There is also no mistaking the incredible improvements and results that AI brings to healthcare delivery when leveraged correctly. AI is allowing doctors to diagnose conditions sooner, and with a higher degree of accuracy than ever before. It’s empowering them to create completely personalized treatment plans for patients, and preventing them from prescribing medications that may cause adverse side effects, or result in disappointing results down the line. And beyond this, it’s allowing for early detection and prevention.
As artificial intelligence continues to transform healthcare, it is vital to have trusted medical professionals who can integrate these advancements with compassionate, personalized care. Whether you need a consultation with Los Gatos family doctors, or are seeking a primary care physician in Campbell, finding the right doctor is essential for maintaining long-term health.
Works Cited
Baylor College of Medicine. “AI Used to Reduce Intrapartum Stillbirths and Early Neonatal Deaths in Malawi.” Baylor College of Medicine News, 7 Feb. 2023, https://www.bcm.edu/news/ai-used-to-reduce-intrapartum-stillbirths-and-early-neonatal-deaths-in-malawi. Accessed 1 Mar. 2025.
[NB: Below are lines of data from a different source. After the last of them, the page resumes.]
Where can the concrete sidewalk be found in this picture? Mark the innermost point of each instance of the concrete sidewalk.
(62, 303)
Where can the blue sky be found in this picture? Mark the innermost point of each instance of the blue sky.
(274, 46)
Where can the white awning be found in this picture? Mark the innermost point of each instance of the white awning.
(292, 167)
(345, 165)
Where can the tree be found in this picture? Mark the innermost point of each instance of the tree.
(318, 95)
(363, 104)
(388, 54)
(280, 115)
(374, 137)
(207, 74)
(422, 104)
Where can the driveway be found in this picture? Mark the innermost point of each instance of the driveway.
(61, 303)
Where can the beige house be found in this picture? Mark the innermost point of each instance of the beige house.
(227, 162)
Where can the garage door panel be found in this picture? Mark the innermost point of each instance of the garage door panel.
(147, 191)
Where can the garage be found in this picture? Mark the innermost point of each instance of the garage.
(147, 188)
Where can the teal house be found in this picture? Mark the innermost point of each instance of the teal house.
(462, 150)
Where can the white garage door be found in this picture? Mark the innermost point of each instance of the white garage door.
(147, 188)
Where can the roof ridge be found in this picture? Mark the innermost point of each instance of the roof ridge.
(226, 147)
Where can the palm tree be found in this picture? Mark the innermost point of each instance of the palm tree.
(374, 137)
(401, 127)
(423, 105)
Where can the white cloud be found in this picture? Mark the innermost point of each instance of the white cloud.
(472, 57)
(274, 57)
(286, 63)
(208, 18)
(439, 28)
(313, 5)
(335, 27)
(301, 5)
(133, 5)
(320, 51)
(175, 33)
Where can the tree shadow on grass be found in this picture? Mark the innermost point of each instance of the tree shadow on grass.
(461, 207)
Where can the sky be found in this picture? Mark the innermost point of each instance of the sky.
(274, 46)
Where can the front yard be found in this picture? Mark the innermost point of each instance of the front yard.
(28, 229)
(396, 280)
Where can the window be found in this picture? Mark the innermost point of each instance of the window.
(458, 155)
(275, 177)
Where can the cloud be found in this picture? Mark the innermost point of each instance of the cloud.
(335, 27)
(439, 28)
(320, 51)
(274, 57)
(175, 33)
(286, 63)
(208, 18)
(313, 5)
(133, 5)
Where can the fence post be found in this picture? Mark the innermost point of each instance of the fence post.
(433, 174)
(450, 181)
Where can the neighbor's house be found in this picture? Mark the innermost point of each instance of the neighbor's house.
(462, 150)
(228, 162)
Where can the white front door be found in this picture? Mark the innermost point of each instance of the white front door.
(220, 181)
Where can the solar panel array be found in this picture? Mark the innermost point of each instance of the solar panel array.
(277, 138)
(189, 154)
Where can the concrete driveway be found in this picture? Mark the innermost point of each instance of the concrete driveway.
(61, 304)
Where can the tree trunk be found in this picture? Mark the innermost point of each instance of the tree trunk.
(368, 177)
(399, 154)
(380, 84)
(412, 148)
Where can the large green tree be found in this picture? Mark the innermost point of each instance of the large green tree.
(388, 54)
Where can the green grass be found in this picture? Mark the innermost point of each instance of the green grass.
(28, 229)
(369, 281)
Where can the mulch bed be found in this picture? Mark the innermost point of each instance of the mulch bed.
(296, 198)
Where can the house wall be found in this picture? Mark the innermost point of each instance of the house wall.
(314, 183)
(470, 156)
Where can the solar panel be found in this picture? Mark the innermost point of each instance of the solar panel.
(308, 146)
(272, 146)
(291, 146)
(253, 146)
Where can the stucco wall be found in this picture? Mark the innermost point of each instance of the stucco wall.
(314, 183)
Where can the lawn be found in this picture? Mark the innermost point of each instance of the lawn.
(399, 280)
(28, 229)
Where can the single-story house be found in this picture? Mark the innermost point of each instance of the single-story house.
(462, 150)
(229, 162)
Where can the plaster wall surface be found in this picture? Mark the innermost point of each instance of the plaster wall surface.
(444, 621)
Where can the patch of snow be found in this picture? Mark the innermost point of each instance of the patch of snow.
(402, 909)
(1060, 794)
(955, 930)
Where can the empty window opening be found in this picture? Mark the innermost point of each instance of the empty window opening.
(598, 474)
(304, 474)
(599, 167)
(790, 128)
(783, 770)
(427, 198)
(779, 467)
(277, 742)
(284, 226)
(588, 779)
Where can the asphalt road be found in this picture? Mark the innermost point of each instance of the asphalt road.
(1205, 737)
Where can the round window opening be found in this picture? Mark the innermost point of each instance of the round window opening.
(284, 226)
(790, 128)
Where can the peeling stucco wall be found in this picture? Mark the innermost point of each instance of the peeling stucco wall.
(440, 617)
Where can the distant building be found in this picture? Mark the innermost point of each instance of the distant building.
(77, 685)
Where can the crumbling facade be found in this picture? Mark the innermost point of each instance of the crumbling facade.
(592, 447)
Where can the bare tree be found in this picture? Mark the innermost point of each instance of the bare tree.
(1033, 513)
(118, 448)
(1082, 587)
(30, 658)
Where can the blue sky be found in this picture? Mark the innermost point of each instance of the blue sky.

Harvard Medical School. “New Artificial Intelligence Tool for Cancer.” Harvard Medical School News, 27 Sept. 2023, https://hms.harvard.edu/news/new-artificial-intelligence-tool-cancer. Accessed 1 Mar. 2025.
Nguyen, David, and Sarah Holmes. Artificial Intelligence in Medicine: A New Era of Diagnosis and Treatment. Springer, 2019.
Obermeyer, Ziad, et al. “Dissecting Racial Bias in an Algorithm Used to Manage the Health of Populations.” Science, vol. 366, no. 6464, 2019, pp. 447-453.
Topol, Eric. Deep Medicine: How Artificial Intelligence Can Make Healthcare Human Again. Basic Books, 2019.